Maybe parents in the noughties were ”less bothered by challenging child behaviour” or teachers more attuned to it, Smart and her colleagues from the Australian Institute of Family Studies thought. Perhaps this generation of children was mucking up more in school. After all, some experienced teachers were reporting anecdotally that today’s children were more badly behaved than their predecessors, the researchers said.
The most likely scenario is that it is parents themselves that have changed – from figures of authority, to figures of fun.

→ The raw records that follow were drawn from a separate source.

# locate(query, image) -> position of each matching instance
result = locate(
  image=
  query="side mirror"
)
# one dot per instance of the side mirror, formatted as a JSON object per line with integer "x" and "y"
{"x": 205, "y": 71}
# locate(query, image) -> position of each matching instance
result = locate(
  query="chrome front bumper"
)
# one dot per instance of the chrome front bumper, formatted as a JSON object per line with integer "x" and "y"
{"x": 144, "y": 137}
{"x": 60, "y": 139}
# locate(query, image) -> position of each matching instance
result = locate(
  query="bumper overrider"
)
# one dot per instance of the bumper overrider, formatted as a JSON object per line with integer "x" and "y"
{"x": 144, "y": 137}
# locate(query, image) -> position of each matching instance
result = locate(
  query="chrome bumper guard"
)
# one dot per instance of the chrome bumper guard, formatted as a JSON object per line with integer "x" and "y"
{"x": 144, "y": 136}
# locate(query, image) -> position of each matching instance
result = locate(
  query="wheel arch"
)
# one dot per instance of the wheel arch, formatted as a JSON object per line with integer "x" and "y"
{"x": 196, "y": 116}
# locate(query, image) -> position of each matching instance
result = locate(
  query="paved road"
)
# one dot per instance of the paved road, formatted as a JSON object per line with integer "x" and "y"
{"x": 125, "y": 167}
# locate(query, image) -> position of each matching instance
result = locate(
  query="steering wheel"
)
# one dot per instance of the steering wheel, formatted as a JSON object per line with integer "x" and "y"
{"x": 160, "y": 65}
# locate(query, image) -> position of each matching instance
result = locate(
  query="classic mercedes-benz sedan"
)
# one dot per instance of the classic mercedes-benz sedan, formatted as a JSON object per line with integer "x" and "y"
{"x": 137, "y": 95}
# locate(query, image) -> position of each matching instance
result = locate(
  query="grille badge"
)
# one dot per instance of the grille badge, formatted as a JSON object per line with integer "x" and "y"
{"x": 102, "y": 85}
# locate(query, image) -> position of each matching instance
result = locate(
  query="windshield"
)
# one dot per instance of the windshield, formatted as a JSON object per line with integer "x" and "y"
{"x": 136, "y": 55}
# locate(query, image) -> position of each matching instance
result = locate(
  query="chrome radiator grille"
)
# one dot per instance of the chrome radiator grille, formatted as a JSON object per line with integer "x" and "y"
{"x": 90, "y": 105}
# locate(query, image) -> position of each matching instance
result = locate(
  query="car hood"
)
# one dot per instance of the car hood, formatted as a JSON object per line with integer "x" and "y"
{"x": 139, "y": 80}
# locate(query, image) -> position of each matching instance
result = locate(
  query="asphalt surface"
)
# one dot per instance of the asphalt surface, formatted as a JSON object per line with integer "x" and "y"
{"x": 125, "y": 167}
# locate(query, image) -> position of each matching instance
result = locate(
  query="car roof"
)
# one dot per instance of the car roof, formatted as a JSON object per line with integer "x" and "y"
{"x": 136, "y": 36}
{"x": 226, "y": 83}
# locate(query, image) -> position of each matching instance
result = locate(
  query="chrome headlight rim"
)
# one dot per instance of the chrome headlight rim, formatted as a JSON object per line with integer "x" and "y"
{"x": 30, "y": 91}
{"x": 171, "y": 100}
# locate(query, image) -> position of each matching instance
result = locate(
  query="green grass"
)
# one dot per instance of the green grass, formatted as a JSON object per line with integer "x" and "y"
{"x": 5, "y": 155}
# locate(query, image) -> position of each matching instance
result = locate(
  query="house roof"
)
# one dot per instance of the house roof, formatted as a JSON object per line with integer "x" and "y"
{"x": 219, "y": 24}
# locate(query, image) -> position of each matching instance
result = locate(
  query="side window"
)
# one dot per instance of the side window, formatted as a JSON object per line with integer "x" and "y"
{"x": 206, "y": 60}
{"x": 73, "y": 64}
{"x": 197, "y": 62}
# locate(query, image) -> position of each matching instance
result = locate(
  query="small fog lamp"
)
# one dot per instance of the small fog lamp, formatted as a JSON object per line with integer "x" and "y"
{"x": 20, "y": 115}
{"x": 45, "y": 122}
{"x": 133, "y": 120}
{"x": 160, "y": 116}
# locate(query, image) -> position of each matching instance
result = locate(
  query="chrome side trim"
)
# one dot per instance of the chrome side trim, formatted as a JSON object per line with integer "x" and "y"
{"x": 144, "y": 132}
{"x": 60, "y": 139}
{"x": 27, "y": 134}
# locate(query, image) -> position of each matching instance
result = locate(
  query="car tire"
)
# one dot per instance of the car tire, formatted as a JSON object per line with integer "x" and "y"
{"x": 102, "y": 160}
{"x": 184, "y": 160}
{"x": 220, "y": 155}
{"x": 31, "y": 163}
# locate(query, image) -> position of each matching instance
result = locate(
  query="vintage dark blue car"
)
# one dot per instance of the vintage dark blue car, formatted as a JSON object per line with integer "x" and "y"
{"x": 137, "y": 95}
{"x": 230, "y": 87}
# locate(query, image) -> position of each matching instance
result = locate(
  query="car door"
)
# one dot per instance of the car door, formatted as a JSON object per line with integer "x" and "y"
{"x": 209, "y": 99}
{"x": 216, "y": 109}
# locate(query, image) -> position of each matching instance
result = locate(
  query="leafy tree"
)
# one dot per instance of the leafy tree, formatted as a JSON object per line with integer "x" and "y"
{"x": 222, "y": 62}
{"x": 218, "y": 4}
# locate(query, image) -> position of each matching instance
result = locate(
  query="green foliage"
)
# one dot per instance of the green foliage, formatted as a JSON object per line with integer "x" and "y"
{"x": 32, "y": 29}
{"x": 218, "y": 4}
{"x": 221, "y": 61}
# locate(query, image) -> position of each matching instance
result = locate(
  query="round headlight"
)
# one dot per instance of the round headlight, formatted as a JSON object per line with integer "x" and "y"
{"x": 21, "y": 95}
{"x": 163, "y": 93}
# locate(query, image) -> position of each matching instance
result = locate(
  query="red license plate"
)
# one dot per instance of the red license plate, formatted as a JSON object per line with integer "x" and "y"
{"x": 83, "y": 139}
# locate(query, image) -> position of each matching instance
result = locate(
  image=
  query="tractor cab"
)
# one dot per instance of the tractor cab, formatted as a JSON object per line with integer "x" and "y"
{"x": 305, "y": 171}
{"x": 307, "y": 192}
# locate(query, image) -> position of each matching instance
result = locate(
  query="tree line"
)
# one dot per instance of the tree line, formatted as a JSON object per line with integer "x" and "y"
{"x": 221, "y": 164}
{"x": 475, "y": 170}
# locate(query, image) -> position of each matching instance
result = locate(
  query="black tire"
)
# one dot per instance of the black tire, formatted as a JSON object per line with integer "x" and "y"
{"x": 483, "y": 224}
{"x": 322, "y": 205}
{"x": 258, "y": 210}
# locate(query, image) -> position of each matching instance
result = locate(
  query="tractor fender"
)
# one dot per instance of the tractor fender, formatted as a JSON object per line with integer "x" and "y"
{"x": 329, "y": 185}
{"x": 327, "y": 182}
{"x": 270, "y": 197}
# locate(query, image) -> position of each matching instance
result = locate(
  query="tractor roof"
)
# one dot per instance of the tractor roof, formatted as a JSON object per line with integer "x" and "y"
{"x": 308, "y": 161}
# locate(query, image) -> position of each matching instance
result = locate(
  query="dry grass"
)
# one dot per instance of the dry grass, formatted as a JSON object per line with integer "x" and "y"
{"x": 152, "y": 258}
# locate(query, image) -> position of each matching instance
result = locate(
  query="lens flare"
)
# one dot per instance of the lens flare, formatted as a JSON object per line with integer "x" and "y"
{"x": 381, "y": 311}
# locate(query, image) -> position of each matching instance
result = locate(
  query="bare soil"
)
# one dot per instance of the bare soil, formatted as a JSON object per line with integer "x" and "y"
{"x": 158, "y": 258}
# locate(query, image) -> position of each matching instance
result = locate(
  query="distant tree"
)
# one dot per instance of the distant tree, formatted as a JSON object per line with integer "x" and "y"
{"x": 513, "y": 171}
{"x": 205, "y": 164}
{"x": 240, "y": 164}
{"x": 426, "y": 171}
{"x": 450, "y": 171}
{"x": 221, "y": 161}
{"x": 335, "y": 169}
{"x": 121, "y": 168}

While the study’s findings may have thrown Smart and her colleagues, they came as no surprise to a growing number of teachers and child-care workers who say they are dealing with ever more behavioural issues. They complain that in an increasingly child-centric culture, they are being expected to pick up the pieces left by parents who withhold nothing from their children – except perhaps the word ”no”.
Just last month, Education Minister Julia Gillard told a conference of teachers that schools were having to ”bear a lot of weight because there are things that should be done in families, but aren’t”. And hers was just the latest voice in a chorus of complaint about over-indulgent parents and the offspring they’re producing.
In a 2008 essay, American writer Joseph Epstein called our child-first culture ”the kindergarchy”. ”No other generations of kids have been so curried and cultivated,” he wrote, ”so pampered and primed.” Social researcher Hugh Mackay concurs, arguing in his book Advance Australia Where? that child-centrism is producing a generation of youngsters with ”towering self-esteem and … unabashed assertiveness”.
More recently, Melbourne writer Christos Tsiolkas sparked furious debate by painting an all-too-realistic portrait of today’s overindulged toddler and then putting him on the receiving end of a hefty adult-inflicted whack in his novel The Slap. Meanwhile, comedian Chris Lilley won a huge fan club with his nauseatingly familiar creation Ja’mie King and her doormat of a mother inSummer Heights High.
Lower birthrates, greater affluence, and an increase in the number of working parents (all of which translates into more money and fewer children on which to spend it) are the main factors being blamed for today’s over-indulgent parents. Mackay says it’s a mix of factors not unlike the one that produced China’s notorious Little Emperors.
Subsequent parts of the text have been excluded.